I wanted to jump up from my hiding place and go and take those cucumber slices off her eyes, and tell her that I would dance to any beat she wanted if only she would tell me which exact beat it was.
Mother can be sweet sometimes, especially to Sarah, and sometimes to me too. When she is, it feels like her friendly moods are going to last forever, but then suddenly it’s over, like at the end of a good movie when the lights have gone on and you have to get yourself out of that other place where everything felt better and unreal.
Sarah gets up off the bathroom floor. She sets her shoulders back and fixes her eyes straight ahead, like a pageboy, then quietly closes the bathroom door behind her. Sarah tries to av
oid Mother’s up-and-down moods. She’d rather go to her room and read a book than slam doors and make a big show. Sarah’s pure and good like clear water, while Mother’s like thick oil, hard to look through. When you put both ingredients in a jar, it’s the oil that always rises to the top. I guess Sarah knows that.

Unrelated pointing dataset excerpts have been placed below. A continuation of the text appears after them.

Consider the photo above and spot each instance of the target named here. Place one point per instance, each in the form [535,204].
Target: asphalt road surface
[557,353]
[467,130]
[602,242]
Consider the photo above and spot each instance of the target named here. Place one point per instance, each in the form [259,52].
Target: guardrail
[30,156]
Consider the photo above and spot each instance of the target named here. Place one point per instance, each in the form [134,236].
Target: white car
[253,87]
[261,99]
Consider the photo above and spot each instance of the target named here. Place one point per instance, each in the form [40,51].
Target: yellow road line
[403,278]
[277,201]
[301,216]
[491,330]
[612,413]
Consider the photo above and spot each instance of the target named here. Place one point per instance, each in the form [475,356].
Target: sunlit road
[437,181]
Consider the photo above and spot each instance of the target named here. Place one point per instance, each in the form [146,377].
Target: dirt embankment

‘Sarah’s got to remember she’s a young lady and not a child any more!’ Mother says, ripping the cotton wool out from between her toes.
I’m still sitting on the bathroom mat where I’ve made a blue-thread face with a sad half-circle mouth on the tile floor.
‘I have a headache,’ Mother says, looking down at me. ‘I’m going to lie down. Pick up the stuff, Emily, okay?’
She leaves me with the sad blue-thread face and the pieces of cotton wool from her toes tossed all over the floor like bits of confetti after a parade, and patters out of the bathroom in her silly toeless slippers.
While I’m cleaning up I wonder about the story of Mother and her trip to Europe. About how much of it happened exactly the way she says. Both Mother’s parents, who were quite old when they had her, were dead by the time I was born, so I can’t check with them. I remember once hearing Father yell at Mother – ‘Don’t try one of your manipulative bathwater tricks on me, Lil. It may have worked with your parents, but it won’t work with me!’ – when she wanted to go away to the beach in Cape Town with another one of her fancy friends.
After I’m done in the bathroom, I go to Father’s study, where books with maroon bindings and gold writing lie dusty and unread on the shelves. These are books that Father says he’s mostly kept from his college days. There are even some that he’s had from when he was a boy. Huckleberry Finn, The Hardy Boys and lots of stuffy books about Roman-Dutch law. I think Father was planning on becoming a lawyer, but when he failed the exams he went into one of Papa Joe’s businesses instead.